🤖 AI Summary
Existing Open-Ended Deep Research (OEDR) agents often suffer from insufficient exploration during long-horizon knowledge integration due to information loss or reliance on implicit outline-based reasoning. This work proposes DualGraph, a novel memory architecture that decouples knowledge exploration from writing structure for the first time by jointly maintaining an Outline Graph and a Knowledge Graph. This design explicitly models knowledge relationships and gaps, enabling goal-directed, iterative exploration and report generation. Integrating topological analysis, structural signals, and LLM-driven query generation, DualGraph significantly outperforms current methods on benchmarks such as DeepResearch Bench, yielding reports with markedly improved depth, breadth, and factual accuracy—achieving a RACE score of 53.08 under GPT-5 evaluation.
📝 Abstract
Open-Ended Deep Research (OEDR) pushes LLM agents beyond short-form QA toward long-horizon workflows that iteratively search, connect, and synthesize evidence into structured reports. However, existing OEDR agents largely follow either linear ``search-then-generate''accumulation or outline-centric planning. The former suffers from lost-in-the-middle failures as evidence grows, while the latter relies on the LLM to implicitly infer knowledge gaps from the outline alone, providing weak supervision for identifying missing relations and triggering targeted exploration. We present DualGraph memory, an architecture that separates what the agent knows from how it writes.
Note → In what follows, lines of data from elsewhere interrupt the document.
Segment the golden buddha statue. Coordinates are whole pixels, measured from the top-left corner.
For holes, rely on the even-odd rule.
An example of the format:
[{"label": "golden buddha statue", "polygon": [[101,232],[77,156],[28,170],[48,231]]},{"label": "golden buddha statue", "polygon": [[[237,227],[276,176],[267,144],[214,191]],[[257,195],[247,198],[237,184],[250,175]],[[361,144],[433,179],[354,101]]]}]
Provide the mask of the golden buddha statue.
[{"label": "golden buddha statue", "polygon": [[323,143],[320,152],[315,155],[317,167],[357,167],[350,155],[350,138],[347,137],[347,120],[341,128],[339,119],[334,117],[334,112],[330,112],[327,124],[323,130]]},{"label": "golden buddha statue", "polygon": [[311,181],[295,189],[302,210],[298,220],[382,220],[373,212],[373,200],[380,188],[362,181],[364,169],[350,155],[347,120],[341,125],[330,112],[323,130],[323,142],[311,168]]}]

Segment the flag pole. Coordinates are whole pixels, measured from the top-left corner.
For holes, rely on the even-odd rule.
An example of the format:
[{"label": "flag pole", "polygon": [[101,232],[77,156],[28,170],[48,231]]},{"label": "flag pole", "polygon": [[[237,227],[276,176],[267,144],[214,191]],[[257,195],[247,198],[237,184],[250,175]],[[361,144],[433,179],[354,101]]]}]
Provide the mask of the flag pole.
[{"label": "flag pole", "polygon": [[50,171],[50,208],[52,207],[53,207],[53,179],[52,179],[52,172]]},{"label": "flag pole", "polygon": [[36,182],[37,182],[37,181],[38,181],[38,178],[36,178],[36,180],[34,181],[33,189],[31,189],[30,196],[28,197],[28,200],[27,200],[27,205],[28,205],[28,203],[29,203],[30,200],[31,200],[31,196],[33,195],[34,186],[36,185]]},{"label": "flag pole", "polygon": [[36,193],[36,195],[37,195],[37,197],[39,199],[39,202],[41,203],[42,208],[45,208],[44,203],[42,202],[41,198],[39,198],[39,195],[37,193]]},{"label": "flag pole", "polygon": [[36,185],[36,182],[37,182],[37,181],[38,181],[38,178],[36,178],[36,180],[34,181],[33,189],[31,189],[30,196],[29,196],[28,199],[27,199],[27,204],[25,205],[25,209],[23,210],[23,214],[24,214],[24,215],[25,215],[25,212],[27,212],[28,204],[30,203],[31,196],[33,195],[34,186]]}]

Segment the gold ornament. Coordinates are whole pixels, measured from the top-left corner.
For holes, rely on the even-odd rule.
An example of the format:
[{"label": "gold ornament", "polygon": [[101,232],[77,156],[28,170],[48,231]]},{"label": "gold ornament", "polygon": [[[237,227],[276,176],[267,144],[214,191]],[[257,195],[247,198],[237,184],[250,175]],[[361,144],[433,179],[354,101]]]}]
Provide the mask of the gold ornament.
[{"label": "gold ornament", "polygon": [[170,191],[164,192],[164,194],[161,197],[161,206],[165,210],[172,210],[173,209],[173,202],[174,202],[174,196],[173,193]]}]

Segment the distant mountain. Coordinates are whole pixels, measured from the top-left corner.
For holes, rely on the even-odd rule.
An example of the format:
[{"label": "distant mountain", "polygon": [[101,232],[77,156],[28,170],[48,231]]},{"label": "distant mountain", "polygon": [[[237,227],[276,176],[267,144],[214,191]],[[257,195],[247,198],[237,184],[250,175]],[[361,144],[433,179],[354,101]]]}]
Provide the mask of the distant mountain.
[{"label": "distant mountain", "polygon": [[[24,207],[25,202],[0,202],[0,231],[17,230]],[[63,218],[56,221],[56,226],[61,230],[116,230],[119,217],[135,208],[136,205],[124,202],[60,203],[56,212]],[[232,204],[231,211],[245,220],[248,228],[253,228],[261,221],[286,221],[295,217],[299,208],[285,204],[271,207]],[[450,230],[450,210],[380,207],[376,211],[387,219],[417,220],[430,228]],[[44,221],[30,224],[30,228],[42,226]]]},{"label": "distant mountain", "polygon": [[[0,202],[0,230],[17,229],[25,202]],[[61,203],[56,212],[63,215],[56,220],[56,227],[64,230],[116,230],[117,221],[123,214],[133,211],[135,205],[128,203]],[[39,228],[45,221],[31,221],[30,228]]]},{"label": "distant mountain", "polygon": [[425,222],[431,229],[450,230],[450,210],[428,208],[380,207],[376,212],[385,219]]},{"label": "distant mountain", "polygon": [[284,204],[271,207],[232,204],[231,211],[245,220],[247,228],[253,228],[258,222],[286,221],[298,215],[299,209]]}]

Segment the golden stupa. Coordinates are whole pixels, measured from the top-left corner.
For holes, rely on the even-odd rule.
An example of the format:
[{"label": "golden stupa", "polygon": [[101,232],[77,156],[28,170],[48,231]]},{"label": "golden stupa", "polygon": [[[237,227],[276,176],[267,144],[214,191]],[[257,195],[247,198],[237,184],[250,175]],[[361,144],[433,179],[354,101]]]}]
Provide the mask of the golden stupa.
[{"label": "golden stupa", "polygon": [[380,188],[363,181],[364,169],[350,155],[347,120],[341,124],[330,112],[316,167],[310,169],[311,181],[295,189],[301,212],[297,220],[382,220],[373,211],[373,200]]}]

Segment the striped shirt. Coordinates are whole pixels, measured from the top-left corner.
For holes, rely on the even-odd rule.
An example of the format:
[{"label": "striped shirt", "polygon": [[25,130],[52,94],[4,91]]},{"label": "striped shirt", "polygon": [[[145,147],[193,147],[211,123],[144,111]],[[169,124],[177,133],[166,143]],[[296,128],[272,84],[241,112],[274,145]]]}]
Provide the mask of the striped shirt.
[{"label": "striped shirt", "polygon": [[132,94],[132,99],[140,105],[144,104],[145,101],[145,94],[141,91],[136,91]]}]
DualGraph maintains two co-evolving graphs: an Outline Graph (OG), and a Knowledge Graph (KG), a semantic memory that stores fine-grained knowledge units, including core entities, concepts, and their relations. By analyzing the KG topology together with structural signals from the OG, DualGraph generates targeted search queries, enabling more efficient and comprehensive iterative knowledge-driven exploration and refinement. Across DeepResearch Bench, DeepResearchGym, and DeepConsult, DualGraph consistently outperforms state-of-the-art baselines in report depth, breadth, and factual grounding; for example, it reaches a 53.08 RACE score on DeepResearch Bench with GPT-5. Moreover, ablation studies confirm the central role of the dual-graph design.